Maxwells Dämon entzaubert?

  • 13. March 2012

Physiker aus Augsburg, Lyon und Kaiserslautern haben die ultimative Grenze für numerisches Rechnen und irreversibles Löschen von Information aufgezeigt.

Vor mehr als fünfzig Jahren formulierte Rolf Landauer von IBM die Hypothese, dass durch das Löschen von Information zwangsläufig eine minimale Menge an Energie in Form von Wärme an die Umgebung abgegeben wird und dass diese Wärme nach unten beschränkt ist. Ihr Grenzwert wird durch die Menge der gelöschten Information und die Temperatur der Umgebung bestimmt. Durch diese Hypothese etablierte Landauer eine fundamentale Beziehung zwischen Informationstheorie und Thermodynamik. Mit einem Experiment haben nun Physiker aus Augsburg, Lyon und Kaiserslautern das Landauer-Prinzip erstmals bestätigt. Die Forscher um Eric Lutz von der Universität Augsburg konnten Landauers Vorhersagen überprüfen und beweisen, dass es möglich ist, die untere Grenze der minimalen Wärme tatsächlich zu erreichen.

Abb.: Informationslöschvorgang im Doppeltopfpotential. (Bild: E. Lutz)
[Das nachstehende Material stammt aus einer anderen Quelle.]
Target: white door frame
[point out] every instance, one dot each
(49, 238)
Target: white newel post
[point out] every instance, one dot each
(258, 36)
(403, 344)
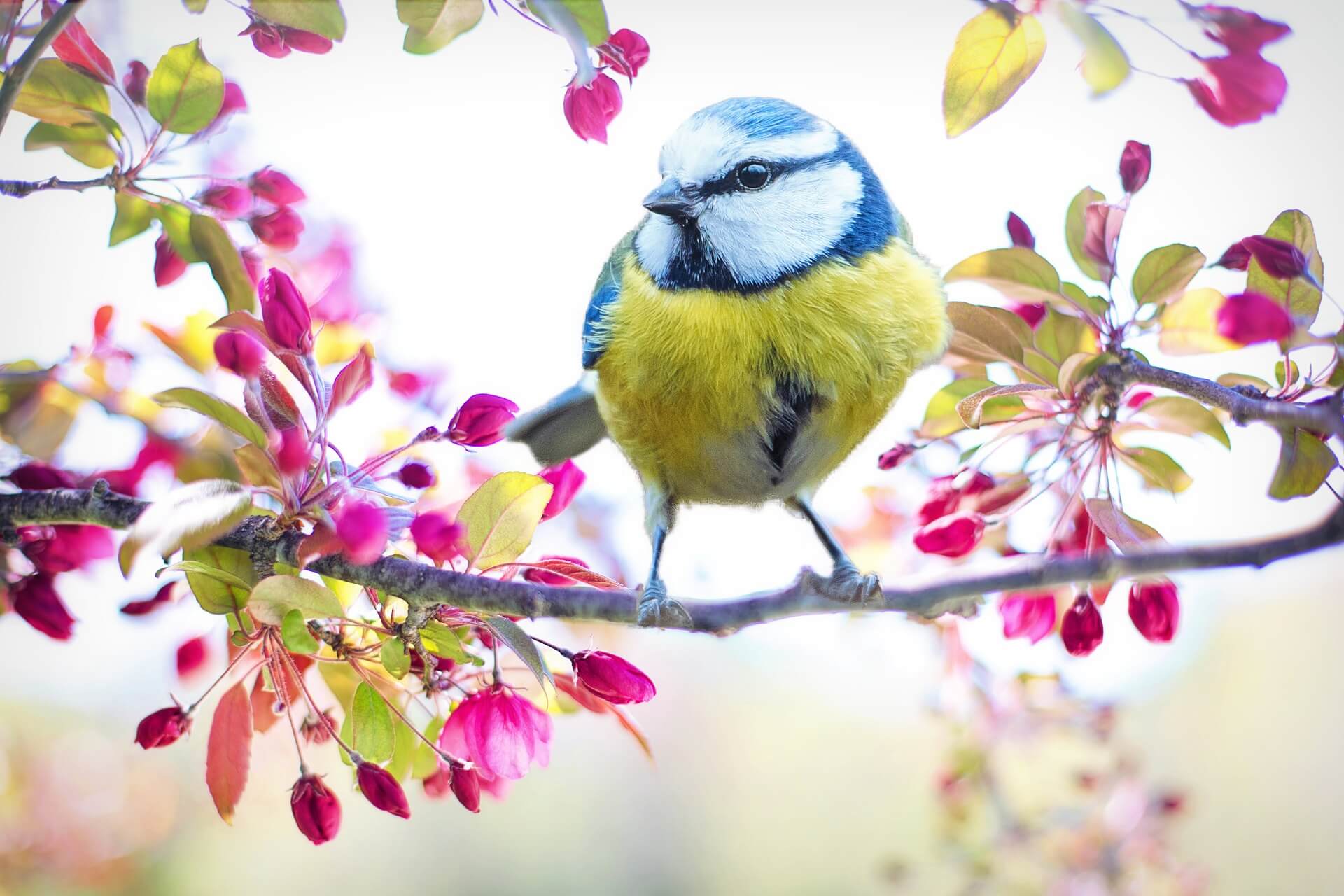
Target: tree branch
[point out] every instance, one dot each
(20, 188)
(22, 67)
(425, 586)
(1243, 405)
Abb.: Informationslöschvorgang im Doppeltopfpotential. (Bild: E. Lutz)

Die Verifikation des Landauer-Prinzips ist insoweit von großer Bedeutung, als durch sie die scheinbare Verletzung des zweiten Hauptsatzes der Thermodynamik durch den „Maxwellschen Dämon“ aufgehoben wird. Dieser Dämon ist nach einem Gedankenexperiment des schottischen Physikers James Clerk Maxwell in der Lage, nach Beobachtung – also nach Informationsgewinn – kalte von warmen Molekülen in einer geteilten Kammer von einander zu trennen. Nach Maxwells Idee würde der Dämon mit Hilfe des Temperaturunterschieds Arbeit verrichten können, ohne selbst Energie zu investieren. Dies freilich stünde im klaren Widerspruch zum zweiten Hauptsatz der Thermodynamik.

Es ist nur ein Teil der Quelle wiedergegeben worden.